According to CNBC, Blue Dot intends to exploit a hitherto underutilized resource, that being the science and technology research conducted by the United States government. The federal government spends tens of billions of dollars every year on research and development. Some of the results of the research wind up in the private sector; NASA is forever touting the “spinoffs” generated by its various activities. But, all too often, the products of the R&D sit on the shelf, not quite ready for commercial use.
Blue Dot proposes to find promising technologies that the government has developed, license them, form companies around them, and try to create usable products. The research facilities would be granted royalties should the businesses pan out.
Jain is interested in developing products that will not only make money but will help people, a philosophy of doing well by doing good. Jain explains a couple of promising technologies that the company is looking at.
“Blue Dot is working on a variety of projects, including a way to harvest ambient energy to create a wireless charger. That would enable an entire new field of medical devices that are held back by batteries and charging cords today. Another is a small handheld device that uses non-invasive technologies, like ultrasound, to identify bacterial and viral pathogens in the human body.
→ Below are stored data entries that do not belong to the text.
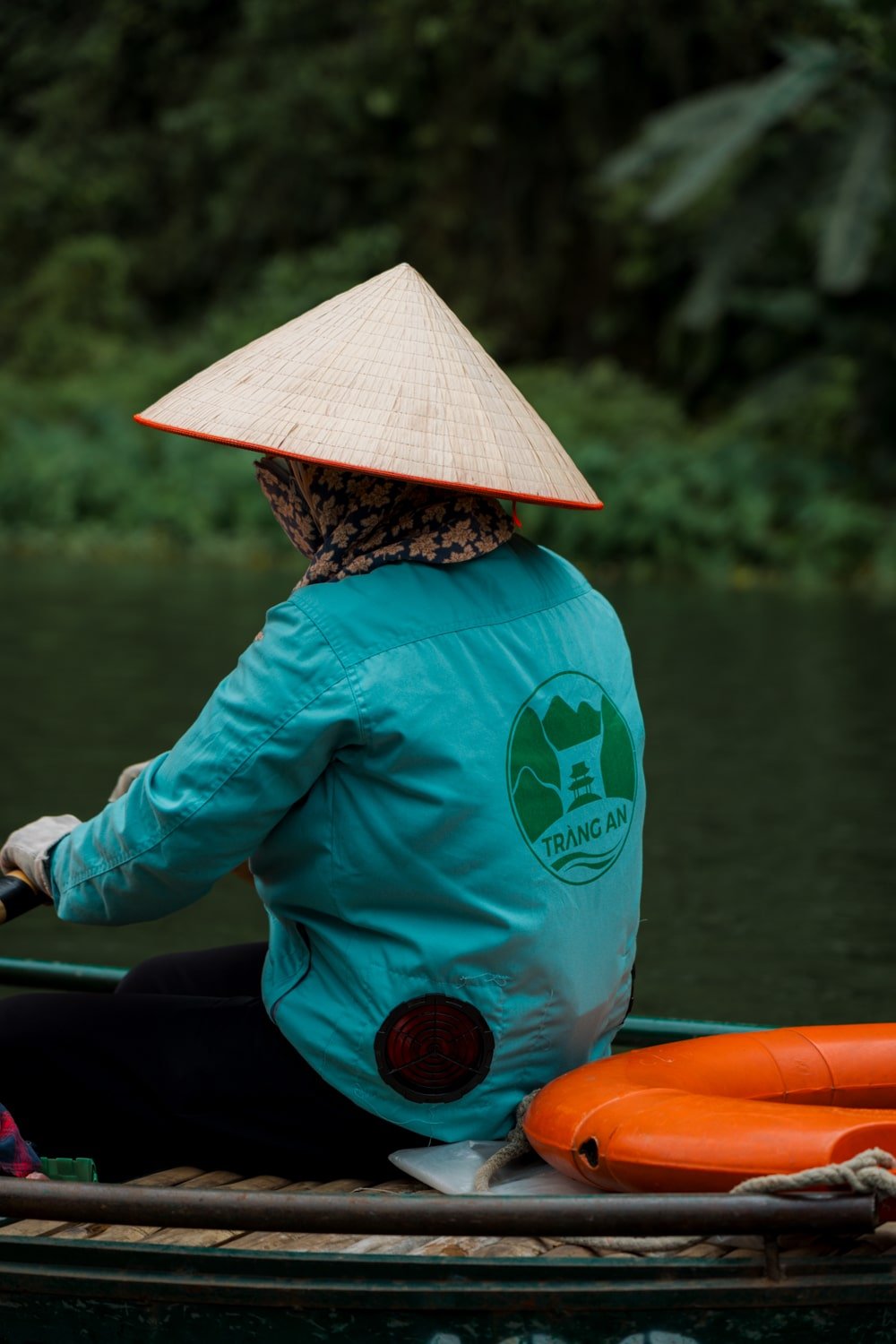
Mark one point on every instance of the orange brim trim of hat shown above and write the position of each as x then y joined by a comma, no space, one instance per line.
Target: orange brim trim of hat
370,470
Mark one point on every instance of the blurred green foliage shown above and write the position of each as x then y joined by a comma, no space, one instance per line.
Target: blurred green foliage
668,222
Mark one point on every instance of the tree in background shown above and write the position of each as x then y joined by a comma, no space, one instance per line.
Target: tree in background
180,177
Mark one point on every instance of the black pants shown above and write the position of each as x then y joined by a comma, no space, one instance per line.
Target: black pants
180,1066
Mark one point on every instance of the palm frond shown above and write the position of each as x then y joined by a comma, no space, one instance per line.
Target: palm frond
772,99
676,129
850,230
740,234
It could be used to make early diagnoses of Alzheimer’s, cancer, and other diseases.”
The wireless charger sounds like it would be a boon to anyone with a handheld device, such as a smart phone or a tablet. The medical device sounds as if it would work like Dr. McCoy’s medical tricorder from “Star Trek.”
While these and no doubt other ideas are technology “moon shots,” Jain is not neglecting his real moon shot enterprise.
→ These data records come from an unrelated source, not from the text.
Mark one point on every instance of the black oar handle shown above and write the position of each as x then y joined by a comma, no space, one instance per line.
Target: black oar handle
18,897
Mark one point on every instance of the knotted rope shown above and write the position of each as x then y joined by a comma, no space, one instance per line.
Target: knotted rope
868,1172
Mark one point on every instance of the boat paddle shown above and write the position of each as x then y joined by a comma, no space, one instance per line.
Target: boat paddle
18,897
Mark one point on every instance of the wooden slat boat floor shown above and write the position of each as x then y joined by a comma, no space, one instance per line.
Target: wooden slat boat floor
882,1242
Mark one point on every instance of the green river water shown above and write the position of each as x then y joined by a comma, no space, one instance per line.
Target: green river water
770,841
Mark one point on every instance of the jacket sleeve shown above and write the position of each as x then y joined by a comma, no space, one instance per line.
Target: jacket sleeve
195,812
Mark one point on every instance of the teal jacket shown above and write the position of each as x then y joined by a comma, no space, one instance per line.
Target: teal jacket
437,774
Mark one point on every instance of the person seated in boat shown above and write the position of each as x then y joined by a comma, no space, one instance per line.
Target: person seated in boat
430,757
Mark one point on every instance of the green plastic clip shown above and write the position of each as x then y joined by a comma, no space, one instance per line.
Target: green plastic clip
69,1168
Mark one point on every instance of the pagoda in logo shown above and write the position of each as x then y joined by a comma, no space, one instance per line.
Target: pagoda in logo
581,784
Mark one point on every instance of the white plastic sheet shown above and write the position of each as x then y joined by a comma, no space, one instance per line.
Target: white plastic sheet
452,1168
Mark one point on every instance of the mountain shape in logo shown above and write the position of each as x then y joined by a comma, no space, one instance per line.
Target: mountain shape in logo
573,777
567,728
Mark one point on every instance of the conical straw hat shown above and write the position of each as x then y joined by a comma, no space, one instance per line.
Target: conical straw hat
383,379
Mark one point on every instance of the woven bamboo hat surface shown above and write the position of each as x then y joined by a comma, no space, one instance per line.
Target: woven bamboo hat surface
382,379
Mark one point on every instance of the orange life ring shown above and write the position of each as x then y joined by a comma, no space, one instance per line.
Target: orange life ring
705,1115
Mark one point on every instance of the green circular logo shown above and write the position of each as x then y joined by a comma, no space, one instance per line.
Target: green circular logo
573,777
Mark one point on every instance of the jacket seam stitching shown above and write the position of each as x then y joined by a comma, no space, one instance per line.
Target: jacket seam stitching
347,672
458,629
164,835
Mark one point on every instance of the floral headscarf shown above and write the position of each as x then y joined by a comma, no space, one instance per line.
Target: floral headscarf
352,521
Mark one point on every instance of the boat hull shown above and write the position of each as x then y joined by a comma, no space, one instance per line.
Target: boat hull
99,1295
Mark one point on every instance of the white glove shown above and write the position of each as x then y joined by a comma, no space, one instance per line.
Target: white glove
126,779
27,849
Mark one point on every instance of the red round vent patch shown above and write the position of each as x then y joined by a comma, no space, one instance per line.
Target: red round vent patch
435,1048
“We just made history as the first private space company to submit a payload application to the FAA for a space mission to the moon in 2017. Up until now, only government missions have ever ventured to the moon and beyond-Earth destinations. This is an interim arrangement allowing us to execute our business plan under U.S. law and the Outer Space Treaty.
“In December, the company won the launch contract from Google Lunar XPRIZE to land an unmanned aircraft on the moon, travel across its surface, and send high-definition images and video back to Earth by 2017. We’re planning three missions using our company’s robotic MX-1E lunar lander on the Rocket Lab USA’s Electron rocket, from either New Zealand or the U.S. During those missions we will explore for minerals and rare elements.
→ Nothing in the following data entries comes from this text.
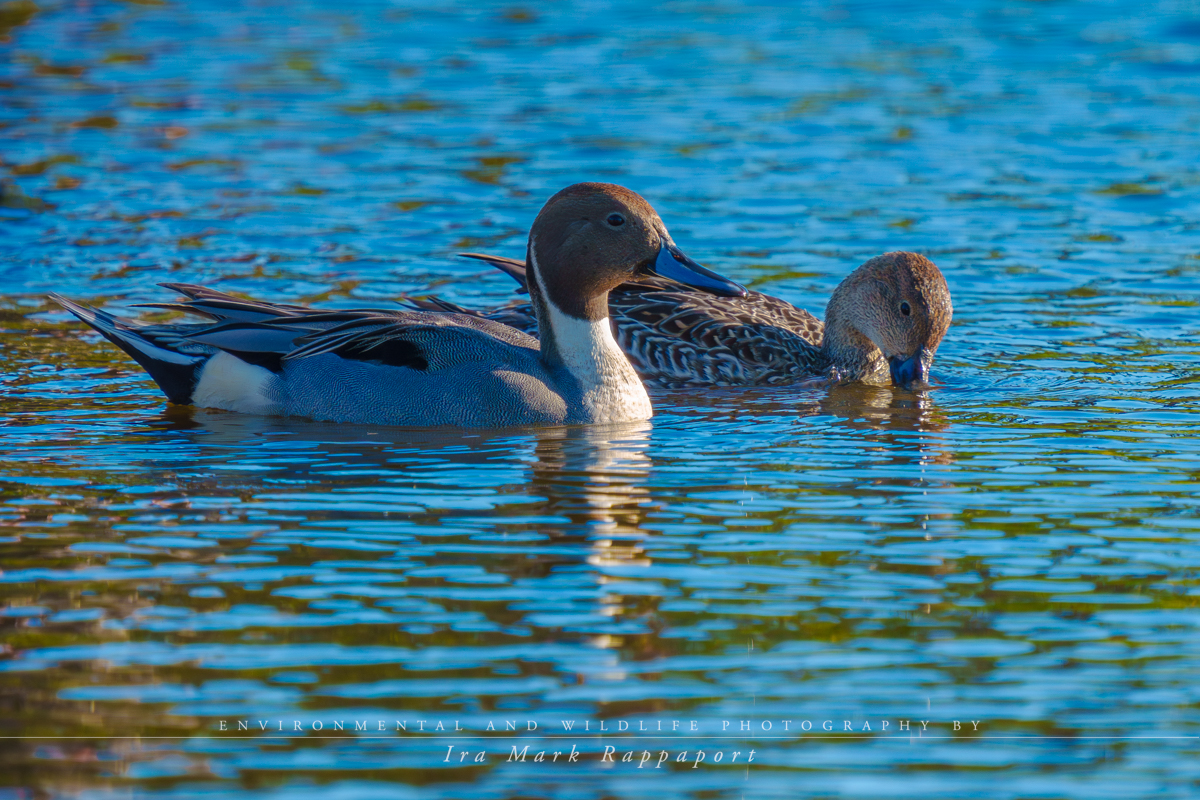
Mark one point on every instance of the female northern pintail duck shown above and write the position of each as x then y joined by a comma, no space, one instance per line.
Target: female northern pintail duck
883,324
414,367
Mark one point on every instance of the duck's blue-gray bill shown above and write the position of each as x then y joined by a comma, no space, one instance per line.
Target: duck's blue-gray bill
909,371
673,264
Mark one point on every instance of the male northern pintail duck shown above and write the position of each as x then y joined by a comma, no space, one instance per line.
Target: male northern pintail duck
883,324
415,367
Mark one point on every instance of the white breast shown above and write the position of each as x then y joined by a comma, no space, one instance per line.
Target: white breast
612,391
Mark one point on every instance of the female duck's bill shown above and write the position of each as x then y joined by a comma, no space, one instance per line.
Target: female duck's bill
420,368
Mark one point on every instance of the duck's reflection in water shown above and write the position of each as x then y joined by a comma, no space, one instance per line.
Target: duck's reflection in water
591,481
597,477
581,493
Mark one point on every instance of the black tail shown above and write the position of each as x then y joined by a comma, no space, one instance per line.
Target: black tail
174,371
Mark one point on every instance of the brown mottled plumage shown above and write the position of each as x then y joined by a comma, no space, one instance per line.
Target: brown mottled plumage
678,337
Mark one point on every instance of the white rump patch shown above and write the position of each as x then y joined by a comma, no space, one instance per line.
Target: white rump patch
231,384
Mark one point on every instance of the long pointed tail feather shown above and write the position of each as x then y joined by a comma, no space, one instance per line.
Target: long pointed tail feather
175,372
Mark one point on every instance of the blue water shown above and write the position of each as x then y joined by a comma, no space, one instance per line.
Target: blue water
1017,548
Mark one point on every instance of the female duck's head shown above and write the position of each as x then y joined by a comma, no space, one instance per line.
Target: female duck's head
887,318
591,238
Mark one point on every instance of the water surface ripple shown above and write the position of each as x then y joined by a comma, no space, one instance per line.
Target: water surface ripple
1015,547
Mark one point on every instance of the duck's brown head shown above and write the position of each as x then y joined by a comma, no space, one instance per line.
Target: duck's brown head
591,238
887,318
“Our ultimate goal is to be the first private company to unlock the vast hidden resources on the moon—everything from magnesium to platinum and helium-3—and develop a space colony there. These valuable minerals can be used to sustain the world’s booming population. For example, helium-3 is highly sought for nuclear fusion, and though the technology is still in its infancy, the element could serve to power the Earth.”
Technology has the power to change the world and beyond.